Die neuen Erkenntnisse sind der Initiative von Franz-Georg Schaeben zu verdanken, der sich seit vielen Jahren im Auftrag der Pfarrgemeinde um die Kunstschätze der Kirche kümmert. Schaeben hatte sich schon lange gefragt, was es mit der steinernen Platte auf sich hat. „Fachliteratur oder andere Unterlagen, die darüber Auskunft geben könnten, existieren meines Wissens nicht“, sagte er vor einem Jahr.

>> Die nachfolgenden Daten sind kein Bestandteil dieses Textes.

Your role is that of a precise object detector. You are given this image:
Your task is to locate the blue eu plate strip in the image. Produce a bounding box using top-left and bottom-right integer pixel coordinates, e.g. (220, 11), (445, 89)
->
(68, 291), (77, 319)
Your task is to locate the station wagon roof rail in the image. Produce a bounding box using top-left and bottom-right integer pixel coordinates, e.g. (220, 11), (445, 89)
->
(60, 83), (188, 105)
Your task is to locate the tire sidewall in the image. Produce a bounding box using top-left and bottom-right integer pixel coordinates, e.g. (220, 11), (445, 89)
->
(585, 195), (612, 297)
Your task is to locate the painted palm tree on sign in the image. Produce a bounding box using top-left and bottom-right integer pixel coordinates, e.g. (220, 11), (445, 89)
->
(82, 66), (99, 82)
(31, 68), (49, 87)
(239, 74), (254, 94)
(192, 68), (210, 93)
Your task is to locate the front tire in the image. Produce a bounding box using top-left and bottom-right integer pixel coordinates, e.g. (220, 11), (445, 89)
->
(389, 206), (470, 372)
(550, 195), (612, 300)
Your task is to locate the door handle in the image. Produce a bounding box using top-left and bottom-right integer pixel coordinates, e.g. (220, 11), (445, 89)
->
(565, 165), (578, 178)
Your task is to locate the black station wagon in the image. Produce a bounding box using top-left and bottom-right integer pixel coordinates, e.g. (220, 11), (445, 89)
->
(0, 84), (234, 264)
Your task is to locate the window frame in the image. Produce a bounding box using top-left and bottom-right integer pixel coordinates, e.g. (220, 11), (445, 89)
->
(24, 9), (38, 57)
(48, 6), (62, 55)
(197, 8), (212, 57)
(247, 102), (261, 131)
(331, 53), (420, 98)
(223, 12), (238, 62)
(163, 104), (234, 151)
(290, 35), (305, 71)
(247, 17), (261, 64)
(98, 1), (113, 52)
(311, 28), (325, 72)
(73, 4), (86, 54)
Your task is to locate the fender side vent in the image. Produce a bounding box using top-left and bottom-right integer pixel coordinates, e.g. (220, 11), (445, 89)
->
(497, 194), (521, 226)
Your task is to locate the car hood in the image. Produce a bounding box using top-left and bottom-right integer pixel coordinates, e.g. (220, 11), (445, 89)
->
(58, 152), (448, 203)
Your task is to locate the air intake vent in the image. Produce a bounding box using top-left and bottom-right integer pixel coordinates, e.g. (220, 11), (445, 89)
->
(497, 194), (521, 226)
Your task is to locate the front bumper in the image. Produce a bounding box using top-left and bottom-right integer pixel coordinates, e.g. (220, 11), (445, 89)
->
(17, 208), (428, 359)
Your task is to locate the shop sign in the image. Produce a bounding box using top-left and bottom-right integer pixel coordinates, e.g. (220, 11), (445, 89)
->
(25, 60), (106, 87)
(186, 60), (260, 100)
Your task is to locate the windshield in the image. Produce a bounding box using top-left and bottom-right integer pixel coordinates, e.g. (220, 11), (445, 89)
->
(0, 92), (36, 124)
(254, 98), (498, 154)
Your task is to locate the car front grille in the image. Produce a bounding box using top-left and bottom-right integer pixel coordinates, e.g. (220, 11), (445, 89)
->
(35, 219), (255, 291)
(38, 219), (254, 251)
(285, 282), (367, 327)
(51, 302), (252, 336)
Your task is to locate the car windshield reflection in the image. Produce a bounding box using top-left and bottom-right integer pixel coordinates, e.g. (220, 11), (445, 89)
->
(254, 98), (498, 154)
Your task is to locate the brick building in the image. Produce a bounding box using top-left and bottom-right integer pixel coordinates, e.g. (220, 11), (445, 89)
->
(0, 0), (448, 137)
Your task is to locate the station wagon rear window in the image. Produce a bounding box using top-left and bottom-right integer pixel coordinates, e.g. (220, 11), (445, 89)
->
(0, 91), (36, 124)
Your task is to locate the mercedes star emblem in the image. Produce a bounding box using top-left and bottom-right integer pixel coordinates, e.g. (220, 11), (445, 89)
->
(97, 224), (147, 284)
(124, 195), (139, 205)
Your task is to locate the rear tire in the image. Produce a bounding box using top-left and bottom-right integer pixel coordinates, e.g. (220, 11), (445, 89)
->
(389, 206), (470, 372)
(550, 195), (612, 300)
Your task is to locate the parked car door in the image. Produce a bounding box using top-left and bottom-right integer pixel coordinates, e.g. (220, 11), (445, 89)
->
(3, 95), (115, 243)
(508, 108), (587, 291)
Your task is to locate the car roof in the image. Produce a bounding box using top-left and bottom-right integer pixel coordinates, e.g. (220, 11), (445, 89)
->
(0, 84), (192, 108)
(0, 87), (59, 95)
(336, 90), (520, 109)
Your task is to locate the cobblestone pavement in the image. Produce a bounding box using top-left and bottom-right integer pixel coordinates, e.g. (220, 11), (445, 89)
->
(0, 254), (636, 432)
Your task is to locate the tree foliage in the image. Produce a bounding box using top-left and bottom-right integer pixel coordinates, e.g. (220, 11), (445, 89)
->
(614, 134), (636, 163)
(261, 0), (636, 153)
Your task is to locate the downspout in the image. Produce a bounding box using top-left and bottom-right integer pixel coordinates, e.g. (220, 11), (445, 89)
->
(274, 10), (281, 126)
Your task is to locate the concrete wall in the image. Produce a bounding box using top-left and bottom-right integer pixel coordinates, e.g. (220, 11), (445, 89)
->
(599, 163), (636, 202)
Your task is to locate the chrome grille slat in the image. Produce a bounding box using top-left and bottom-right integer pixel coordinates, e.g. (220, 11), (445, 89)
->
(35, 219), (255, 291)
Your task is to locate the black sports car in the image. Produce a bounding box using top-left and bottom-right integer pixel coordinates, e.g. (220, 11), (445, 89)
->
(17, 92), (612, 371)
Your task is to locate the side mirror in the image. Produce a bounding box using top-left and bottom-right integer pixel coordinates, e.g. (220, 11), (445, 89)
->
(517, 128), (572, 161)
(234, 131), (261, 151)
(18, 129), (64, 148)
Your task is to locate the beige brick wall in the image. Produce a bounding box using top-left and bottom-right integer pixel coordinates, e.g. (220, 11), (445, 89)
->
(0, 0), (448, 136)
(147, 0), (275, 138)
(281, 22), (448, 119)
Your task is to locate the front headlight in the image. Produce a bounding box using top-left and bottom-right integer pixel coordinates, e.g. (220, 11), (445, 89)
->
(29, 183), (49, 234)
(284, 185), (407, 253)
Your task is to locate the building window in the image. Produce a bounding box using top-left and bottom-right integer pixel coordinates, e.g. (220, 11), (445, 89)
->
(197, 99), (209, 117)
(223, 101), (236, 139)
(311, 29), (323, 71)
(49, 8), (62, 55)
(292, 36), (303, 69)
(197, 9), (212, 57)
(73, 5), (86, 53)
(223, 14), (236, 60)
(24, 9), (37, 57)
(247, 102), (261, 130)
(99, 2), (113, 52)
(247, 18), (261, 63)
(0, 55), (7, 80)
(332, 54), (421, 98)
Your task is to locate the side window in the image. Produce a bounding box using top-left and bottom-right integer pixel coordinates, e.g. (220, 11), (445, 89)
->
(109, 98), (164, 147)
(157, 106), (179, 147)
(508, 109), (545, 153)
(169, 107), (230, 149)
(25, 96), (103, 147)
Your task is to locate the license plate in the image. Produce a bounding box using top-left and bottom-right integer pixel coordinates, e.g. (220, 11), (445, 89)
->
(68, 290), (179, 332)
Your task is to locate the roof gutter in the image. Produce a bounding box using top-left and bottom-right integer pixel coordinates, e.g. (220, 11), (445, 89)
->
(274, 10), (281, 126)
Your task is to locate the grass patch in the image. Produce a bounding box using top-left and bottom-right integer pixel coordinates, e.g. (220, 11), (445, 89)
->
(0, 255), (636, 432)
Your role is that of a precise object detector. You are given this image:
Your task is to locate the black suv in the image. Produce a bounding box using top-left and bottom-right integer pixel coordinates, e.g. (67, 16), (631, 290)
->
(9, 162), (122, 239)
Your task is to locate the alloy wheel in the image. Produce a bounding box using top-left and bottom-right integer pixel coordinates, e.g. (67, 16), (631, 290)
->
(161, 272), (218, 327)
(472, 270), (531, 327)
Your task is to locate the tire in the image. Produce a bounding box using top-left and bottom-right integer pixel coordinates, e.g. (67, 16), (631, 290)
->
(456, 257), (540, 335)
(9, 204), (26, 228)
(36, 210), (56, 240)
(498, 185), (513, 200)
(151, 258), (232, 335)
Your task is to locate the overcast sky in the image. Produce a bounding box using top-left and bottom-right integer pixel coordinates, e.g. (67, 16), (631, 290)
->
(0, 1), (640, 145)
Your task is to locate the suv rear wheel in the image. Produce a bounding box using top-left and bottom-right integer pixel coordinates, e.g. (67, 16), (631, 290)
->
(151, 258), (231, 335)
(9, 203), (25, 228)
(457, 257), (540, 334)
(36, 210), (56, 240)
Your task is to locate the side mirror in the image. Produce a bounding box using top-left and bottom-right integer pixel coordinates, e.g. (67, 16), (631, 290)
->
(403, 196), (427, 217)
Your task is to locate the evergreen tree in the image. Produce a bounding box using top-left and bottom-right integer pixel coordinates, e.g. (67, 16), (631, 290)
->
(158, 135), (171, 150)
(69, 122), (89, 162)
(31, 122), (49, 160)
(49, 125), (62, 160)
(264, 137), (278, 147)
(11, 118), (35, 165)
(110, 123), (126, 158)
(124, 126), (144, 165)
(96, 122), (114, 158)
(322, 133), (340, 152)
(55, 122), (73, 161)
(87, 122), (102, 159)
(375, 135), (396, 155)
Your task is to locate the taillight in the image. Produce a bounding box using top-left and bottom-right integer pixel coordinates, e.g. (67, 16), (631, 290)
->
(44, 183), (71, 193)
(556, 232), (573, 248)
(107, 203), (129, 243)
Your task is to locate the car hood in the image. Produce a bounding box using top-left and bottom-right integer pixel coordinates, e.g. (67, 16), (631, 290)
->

Im März 2024 begannen vier Euskirchener, der Sache auf den Grund zu gehen
Die Platte ist in der Nähe des Südportals in den Boden eingelassen, allerdings kaum zu sehen, denn der größte Teil wird von einem Beichtstuhl verdeckt. Im März 2024 begann Schaeben mit einigen Helfern, der Sache auf den Grund zu gehen. Er engagierte seine Großneffen Laurent Cousin und Pascal Cousin und den Schreinermeister Christian Becker, um den schweren Beichtstuhl von der Wand rücken und so die Platte freilegen zu lassen. Später kam der Beichtstuhl zurück an seinen angestammten Platz, die Resultate der Untersuchungen wurden dokumentiert.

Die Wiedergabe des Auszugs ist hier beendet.